Recuerdo ese “Perdimos” cuando llegamos a la tumba de uno de los líderes del Grito de Alcorta, enterrado bajo un monumento a siete calles de la entrada principal al cementerio El Salvador por Ovidio Lagos. Trato de explicarle a Fenton lo que ha sido el Grito de Alcorta. Lo pienso y no sé exactamente qué término inglés reemplaza el tipo de grito al que quiero referirme. Opto por “uprising”, pero a duras penas encuentro ahí, en esa historia improvisada del movimiento agrario santafesino que estoy armando, las palabras para colonos (porque “pioneers” me parece que tiene un sustrato de voluntad protestante que no cuaja), palabras para campesinos, etcétera. Pero Fenton entiende muy bien.

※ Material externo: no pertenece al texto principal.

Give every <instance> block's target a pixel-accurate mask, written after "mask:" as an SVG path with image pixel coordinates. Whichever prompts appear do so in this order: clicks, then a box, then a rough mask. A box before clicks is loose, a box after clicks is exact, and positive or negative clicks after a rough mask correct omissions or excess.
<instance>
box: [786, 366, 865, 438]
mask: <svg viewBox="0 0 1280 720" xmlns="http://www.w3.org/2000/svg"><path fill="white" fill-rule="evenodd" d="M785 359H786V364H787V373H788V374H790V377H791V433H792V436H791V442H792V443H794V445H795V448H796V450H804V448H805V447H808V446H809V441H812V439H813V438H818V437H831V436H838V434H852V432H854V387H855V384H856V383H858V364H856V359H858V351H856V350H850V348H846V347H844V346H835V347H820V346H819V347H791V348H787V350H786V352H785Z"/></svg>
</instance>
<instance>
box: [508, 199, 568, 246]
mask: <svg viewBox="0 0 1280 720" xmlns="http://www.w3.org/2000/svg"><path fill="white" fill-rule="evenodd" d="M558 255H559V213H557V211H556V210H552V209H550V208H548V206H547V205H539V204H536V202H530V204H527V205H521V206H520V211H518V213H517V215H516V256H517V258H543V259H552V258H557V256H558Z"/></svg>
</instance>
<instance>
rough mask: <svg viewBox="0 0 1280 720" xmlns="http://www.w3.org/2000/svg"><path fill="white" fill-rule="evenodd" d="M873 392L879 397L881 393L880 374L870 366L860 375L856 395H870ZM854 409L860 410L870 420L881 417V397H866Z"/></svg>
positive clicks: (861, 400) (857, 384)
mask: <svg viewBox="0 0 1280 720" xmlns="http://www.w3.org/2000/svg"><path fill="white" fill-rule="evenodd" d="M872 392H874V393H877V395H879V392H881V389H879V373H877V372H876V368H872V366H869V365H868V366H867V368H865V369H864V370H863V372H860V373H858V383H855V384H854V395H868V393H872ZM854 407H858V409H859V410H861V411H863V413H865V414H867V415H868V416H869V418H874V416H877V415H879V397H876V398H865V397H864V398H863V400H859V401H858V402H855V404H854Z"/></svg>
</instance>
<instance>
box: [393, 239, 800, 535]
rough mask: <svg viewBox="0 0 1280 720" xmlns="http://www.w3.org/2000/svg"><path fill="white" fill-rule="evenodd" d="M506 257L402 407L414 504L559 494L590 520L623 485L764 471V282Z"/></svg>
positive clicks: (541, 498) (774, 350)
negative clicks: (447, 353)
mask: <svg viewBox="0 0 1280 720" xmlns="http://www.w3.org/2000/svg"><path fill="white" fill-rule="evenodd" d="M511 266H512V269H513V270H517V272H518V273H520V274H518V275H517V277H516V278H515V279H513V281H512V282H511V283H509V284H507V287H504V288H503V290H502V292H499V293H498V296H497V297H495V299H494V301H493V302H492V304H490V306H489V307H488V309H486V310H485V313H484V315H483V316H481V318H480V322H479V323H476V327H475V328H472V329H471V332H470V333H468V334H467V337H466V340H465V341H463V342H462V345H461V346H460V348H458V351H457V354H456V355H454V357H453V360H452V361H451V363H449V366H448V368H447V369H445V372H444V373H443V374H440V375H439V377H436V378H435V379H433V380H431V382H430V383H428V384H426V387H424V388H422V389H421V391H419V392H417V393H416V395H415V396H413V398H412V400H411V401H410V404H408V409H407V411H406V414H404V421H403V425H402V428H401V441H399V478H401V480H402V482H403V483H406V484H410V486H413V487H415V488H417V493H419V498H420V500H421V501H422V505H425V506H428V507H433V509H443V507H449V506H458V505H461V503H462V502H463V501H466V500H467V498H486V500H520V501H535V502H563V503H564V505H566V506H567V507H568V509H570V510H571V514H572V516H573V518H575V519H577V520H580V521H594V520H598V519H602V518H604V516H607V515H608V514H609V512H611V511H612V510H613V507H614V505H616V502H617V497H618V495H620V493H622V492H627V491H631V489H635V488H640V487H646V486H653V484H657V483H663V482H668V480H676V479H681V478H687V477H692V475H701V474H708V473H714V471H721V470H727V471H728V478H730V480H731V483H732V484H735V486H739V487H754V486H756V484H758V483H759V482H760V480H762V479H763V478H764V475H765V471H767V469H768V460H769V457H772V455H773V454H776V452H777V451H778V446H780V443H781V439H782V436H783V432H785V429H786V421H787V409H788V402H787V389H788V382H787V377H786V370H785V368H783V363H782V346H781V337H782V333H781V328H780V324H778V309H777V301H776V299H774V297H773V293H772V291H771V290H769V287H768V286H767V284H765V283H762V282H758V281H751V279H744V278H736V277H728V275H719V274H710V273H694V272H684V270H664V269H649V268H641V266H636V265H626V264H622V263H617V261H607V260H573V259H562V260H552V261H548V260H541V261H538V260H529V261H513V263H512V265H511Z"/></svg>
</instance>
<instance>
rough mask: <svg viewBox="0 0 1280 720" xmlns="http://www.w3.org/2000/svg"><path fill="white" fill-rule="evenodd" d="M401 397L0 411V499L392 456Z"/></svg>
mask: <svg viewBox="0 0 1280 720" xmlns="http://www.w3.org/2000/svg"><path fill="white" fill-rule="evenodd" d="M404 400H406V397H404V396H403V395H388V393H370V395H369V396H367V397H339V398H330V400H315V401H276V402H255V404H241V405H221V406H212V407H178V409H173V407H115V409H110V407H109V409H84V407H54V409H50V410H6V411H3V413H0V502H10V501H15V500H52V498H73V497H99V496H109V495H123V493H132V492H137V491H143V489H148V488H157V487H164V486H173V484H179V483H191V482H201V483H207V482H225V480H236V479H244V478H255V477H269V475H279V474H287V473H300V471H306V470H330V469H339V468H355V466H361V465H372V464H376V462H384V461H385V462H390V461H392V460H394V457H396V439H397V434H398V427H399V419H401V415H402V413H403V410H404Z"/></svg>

Miramos un cuadro de esa escultura moderna y geométrica en una de las paredes del monumento funerario, con su sembrador de bronce que corona la cima: los brazos cruzados que sostienen uno la espiga de trigo y el otro el maíz, el granito colorado que le da un tinte cálido y cercano, las chapas de bronce que recuerdan la gesta (unas recuerdan los orígenes de Federación Agraria, otras son más familiares y las últimas, personales). El vasto silencio del camposanto tambalea en esa tumba cuya altura compite con las bóvedas donde posan los ángeles y yacen difuntos de una aristocracia inventada en el mármol y las esculturas de Fontana. Algo de esa lucha que quiere reivindicar el granito y el bronce, trato de decirle a Fenton, calla y se hunde en esa misma materia. Y me sale entonces el “Perdimos” de Milán, que paso al “We lost” del inglés. Pero no estoy seguro de a quién me refiero con ese “nosotros” y dudo que esta vez Fenton me entienda. Pero sonríe y chupa uno de los mates que le cebo (porque Mirta Rosenberg ya le impartió clases de mate en Buenos Aires).
Fotografías
Nos detenemos en las fotografías de los muertos, esos pequeños retratos de marco por lo general plateado. Algo vulgar y entrañable se mezcla en esas imágenes. Descarto hablar de aquellas de jóvenes o niños —hay algo doloroso e inabordable en ellas—, pero en las de hombres o mujeres mayores —las vemos con Fenton en la tapa de los nichos— refulge algo cuya estridencia tiene más que ver con ese entorno de construcciones fúnebres monumentales que visitamos que con la imagen en sí. Como si la fotografía viniera a decirnos alguna cosa de la fragilidad del rito ante la muerte antes que de la pretendida persona que evocan.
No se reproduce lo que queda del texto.